Longtemps refoulée, ignorée, blessée, malmenée, contenue, notre foi ressurgit
comme peut l’être le feu de l’espérance et la lumière de la voie enfin
retrouvée. Et beaucoup découvrirent qu’elle seule nous libéra de toutes les
soumissions et de toutes les servitudes et qu’elle seule peut encore nous
libérer. Mais ils vinrent nous dire que nous ne devions surtout pas changer et
qu’il ne pourrait y avoir d’autre modèle que le leur.
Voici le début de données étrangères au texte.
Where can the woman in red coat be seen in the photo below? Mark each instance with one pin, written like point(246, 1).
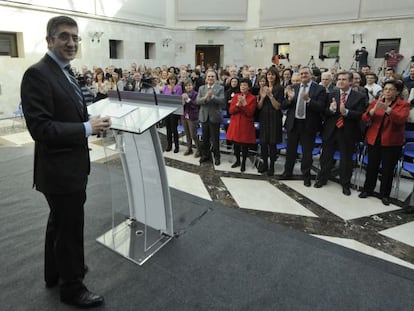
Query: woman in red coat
point(241, 128)
point(385, 137)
Alors ils profanèrent nos
certitudes et souillèrent le blanc immaculé de nos profondes convictions. Ils
violèrent nos consciences et nous enivrèrent de leur hymne à l’universalité.
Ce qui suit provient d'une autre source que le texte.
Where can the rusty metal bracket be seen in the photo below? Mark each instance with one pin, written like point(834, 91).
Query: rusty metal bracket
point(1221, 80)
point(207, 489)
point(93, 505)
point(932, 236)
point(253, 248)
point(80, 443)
Puis ils nous inoculèrent l’antidote à l’authenticité, au retour aux sources et
à la libération. Ils décidèrent ensuite, pour mieux se venger de notre entêtement
à récuser la soumission, que nous devions vivre la tragédie de la
désintégration. Ils nous surnommèrent ensuite « La Mecque du
terrorisme » et décrétèrent qu’en la matière nous devions devenir un
modèle. Alors ils envoyèrent leurs spécialistes, leurs fins limiers et leurs
stratèges pour nous ausculter et nous observer pour mieux identifier le mal
dont nous souffrions et nous prodiguer les soins sans lesquels nous pourrions,
selon eux, sombrer. Mais ici, la désintégration ne se produisit pas. Du moins pas
comme ils l’auraient souhaité. Et la résilience de ce peuple, qui possède la
faculté mystérieuse et innée de se diviser puis, miracle du ciel, de se
rassembler, se révéla tenace et difficile à vaincre. Et les loups se mirent de
nouveau à penser. Et ils réinventèrent la guerre pour mieux nous surprendre.
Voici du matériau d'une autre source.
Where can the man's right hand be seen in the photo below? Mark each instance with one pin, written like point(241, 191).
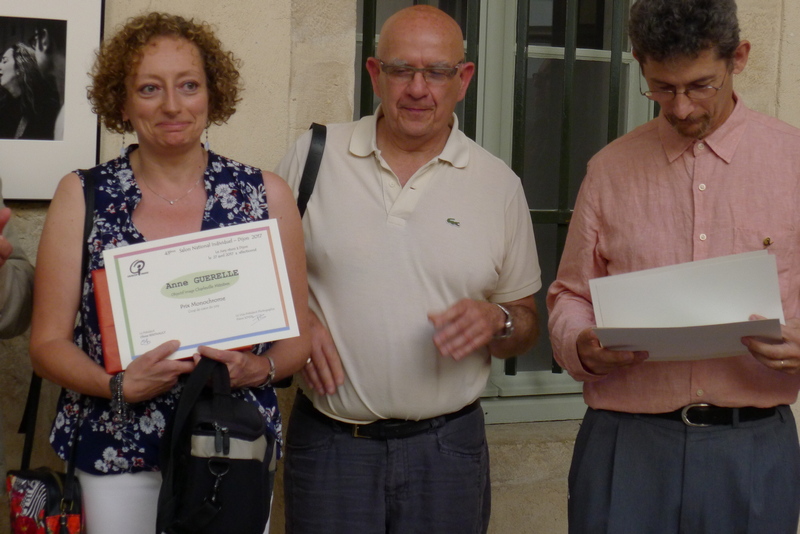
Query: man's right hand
point(324, 372)
point(600, 361)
Comme ailleurs, les prétextes étaient tous déjà trouvés. L’œuvre de la
dépossession et de l’aliénation ne devait jamais s’interrompre mais se
poursuivre. Les nouveaux croisés sont ici, déjà là, à nos portes et notre
pénitence est leur appétit insatiable. Ils veulent posséder notre or, notre
uranium, notre pétrole, notre gaz et nos richesses. L’immensité de nos terres
les rend fous. Ils veulent que nous payions le prix de leur décadence, de leur
décrépitude, de leur déchéance et de leur désarroi. Ils enverront aussi leurs
drones assassins déjà déployés si prés de chez nous, leurs avions pour larguer
leurs bombes au phosphore, tuer des civils, des enfants, commettre
l’irréparable et l’innommable qu’ils nommeront quand même bavures involontaires
où effets collatéraux. Ils ne seront jamais, eux, des terroristes. Ils sont ici
pour, prétendent-ils, nous sauver et nous civiliser, eux qui nous ont souvent
ôté le pain de la bouche. Mais nous, nous continuerons toujours de croire
qu’il n’y aura de Mecque que celle que nous continuerons de chérir et d’aimer
et vers laquelle seront toujours orientées nos prières. Ils sèmeront partout le
désordre et la désolation. Et pendant que le Sahel deviendra le nouvel abcès de
fixation des stratèges du chaos, l’opinion internationale aura de quoi de se
délecter la vue, oublier ses angoisses et dissertera à propos des mausolées
maraboutiques de Tombouctou.
Et pendant ce temps là, El-Qods bénie, elle, pourra
être détruite. Et personne ne dira que cette destruction est l’œuvre de
fanatiques, ni ne condamnera la suppression des lieux saints
de Jérusalem, de ses monuments et ses autres antiquités arabo-islamiques.
Quant à nous et pour survivre, il nous faudra désormais apprendre aussi à
penser, à réfléchir et à agir pour sauver notre peau. Les loups sont déjà là.
Les loups sont entrés dans la ville. Demain, ils pourraient être parmi nous!